My posts have been far more balanced than most who have posted on this subject. I have acknowledged that bee63 was in a terrible situation and was a victim of abuse, but also acknowledged that her son was a victim of abuse. He had an awful childhood and was raised in an abusive situation, but that has been conveniently ignored by some members.
Most of the members who have posted have automatically assumed that the son is the problem and should just 'get over it', and have even used derogatory terms to describe him. I have done nothing of the sort, and neither described bee63 or her son in any kind of derogatory way. Also, encouraging bee63 to shift all responsibility onto the son won't help and will probably destroy any chance of a relationship that she has with him.
I have not been in contact with my family for many years as the situation was, and still is potentially dangerous. However, I am not angry about how I was treated and moved on a very long time ago, so your assumption of being 'burdened' is incorrect. However, I am grieved by the fact that we still make so many excuses for child abuse, and raising children in abusive situations. It is the 21st century, and we should be beyond such archaic and damaging attitudes.

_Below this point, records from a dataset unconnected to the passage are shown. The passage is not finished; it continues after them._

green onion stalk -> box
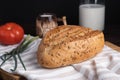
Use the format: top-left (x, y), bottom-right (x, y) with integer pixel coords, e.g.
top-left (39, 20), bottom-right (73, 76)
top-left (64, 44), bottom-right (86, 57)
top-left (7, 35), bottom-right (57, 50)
top-left (0, 35), bottom-right (39, 72)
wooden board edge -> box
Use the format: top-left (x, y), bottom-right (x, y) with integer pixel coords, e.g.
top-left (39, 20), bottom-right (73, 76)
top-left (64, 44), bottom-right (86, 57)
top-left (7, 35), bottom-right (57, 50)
top-left (105, 41), bottom-right (120, 52)
top-left (0, 69), bottom-right (20, 80)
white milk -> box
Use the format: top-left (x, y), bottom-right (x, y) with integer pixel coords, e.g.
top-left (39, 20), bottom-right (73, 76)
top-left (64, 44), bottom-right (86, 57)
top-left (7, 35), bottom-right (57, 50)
top-left (79, 4), bottom-right (105, 31)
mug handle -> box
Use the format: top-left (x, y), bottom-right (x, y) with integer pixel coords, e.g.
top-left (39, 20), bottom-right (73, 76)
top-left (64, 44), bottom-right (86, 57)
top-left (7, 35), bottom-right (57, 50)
top-left (57, 16), bottom-right (67, 26)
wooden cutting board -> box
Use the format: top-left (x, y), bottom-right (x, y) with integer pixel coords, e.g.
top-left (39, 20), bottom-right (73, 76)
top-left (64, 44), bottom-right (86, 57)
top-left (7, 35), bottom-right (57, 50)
top-left (0, 41), bottom-right (120, 80)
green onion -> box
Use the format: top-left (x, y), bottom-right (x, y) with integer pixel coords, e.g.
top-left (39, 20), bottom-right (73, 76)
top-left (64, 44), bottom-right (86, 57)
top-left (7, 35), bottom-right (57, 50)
top-left (0, 35), bottom-right (39, 72)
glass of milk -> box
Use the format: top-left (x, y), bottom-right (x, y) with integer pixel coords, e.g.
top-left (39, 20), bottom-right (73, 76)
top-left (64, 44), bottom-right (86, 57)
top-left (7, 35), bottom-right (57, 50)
top-left (79, 0), bottom-right (105, 31)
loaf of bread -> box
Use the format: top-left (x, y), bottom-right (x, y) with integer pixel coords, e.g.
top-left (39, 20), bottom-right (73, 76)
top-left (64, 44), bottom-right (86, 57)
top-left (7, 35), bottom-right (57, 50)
top-left (37, 25), bottom-right (104, 68)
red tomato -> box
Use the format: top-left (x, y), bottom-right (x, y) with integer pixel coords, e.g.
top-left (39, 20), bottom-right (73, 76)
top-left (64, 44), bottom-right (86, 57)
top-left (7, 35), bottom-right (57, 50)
top-left (0, 22), bottom-right (24, 45)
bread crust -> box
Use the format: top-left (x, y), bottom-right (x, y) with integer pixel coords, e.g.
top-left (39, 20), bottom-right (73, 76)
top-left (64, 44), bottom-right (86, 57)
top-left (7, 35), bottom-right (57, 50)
top-left (37, 25), bottom-right (104, 68)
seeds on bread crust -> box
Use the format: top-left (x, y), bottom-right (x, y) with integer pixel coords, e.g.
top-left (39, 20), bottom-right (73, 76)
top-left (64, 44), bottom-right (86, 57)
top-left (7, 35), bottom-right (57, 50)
top-left (37, 25), bottom-right (104, 68)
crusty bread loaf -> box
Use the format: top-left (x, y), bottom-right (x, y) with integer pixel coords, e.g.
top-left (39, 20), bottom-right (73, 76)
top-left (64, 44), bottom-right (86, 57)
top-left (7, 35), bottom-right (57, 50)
top-left (37, 25), bottom-right (104, 68)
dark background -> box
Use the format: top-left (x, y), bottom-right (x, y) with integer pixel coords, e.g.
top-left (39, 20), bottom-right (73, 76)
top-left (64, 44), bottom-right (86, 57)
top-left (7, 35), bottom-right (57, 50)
top-left (0, 0), bottom-right (120, 36)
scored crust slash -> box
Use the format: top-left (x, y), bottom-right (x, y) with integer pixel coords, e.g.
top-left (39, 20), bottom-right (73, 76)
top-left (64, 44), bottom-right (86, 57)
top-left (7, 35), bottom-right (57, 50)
top-left (37, 25), bottom-right (104, 68)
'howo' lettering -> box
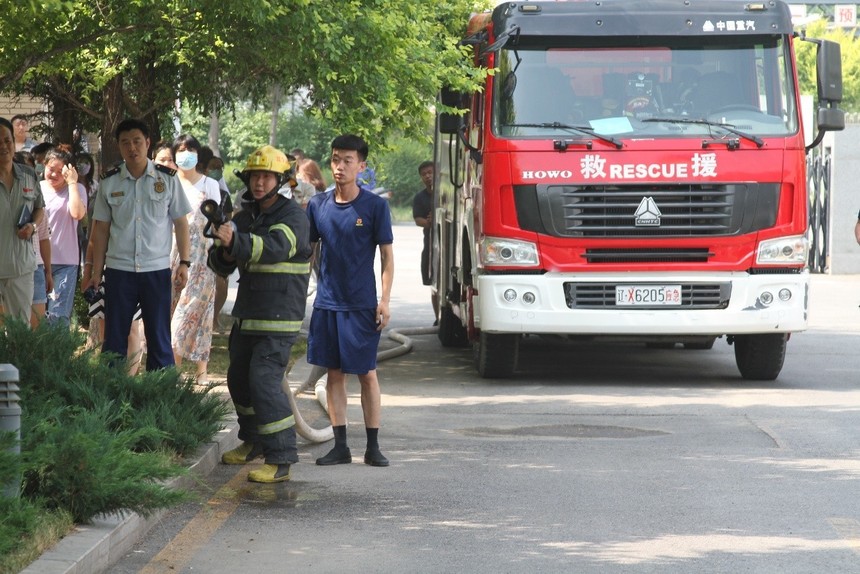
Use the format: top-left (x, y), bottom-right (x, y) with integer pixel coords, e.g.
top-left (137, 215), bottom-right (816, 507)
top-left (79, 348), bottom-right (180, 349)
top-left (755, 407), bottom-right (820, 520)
top-left (520, 153), bottom-right (720, 181)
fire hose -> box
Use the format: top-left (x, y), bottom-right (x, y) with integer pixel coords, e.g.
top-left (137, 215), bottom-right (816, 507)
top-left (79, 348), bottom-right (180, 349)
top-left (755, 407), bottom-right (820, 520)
top-left (282, 326), bottom-right (438, 443)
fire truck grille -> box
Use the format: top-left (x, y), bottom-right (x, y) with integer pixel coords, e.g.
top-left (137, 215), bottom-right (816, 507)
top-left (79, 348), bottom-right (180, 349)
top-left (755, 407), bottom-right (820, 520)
top-left (564, 282), bottom-right (732, 309)
top-left (584, 248), bottom-right (713, 263)
top-left (514, 183), bottom-right (779, 238)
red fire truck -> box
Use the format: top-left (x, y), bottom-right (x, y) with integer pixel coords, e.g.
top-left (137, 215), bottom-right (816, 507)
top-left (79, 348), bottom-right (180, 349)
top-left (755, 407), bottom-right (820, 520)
top-left (432, 0), bottom-right (844, 379)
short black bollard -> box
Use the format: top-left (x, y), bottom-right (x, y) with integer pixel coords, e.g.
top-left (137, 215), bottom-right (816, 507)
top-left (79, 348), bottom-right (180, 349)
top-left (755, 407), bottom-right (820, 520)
top-left (0, 364), bottom-right (21, 498)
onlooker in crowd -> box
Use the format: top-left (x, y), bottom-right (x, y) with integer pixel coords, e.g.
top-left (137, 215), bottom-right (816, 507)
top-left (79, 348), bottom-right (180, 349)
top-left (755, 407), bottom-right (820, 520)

It is perfectly acceptable for me to present another point of view, and explain that maybe the son has a very good reason for not wanting to be in contact. I have already wished bee63 well, as I believe that she is sincere in wanting to rebuild a relationship with her son, and am still of the opinion that Frue's advice is probably the best course of action to take. However, it is important that we all take full responsibility for what we do in this life, including raising children in abusive situations, even if it seemed to be the best thing or only thing that someone could do at the time.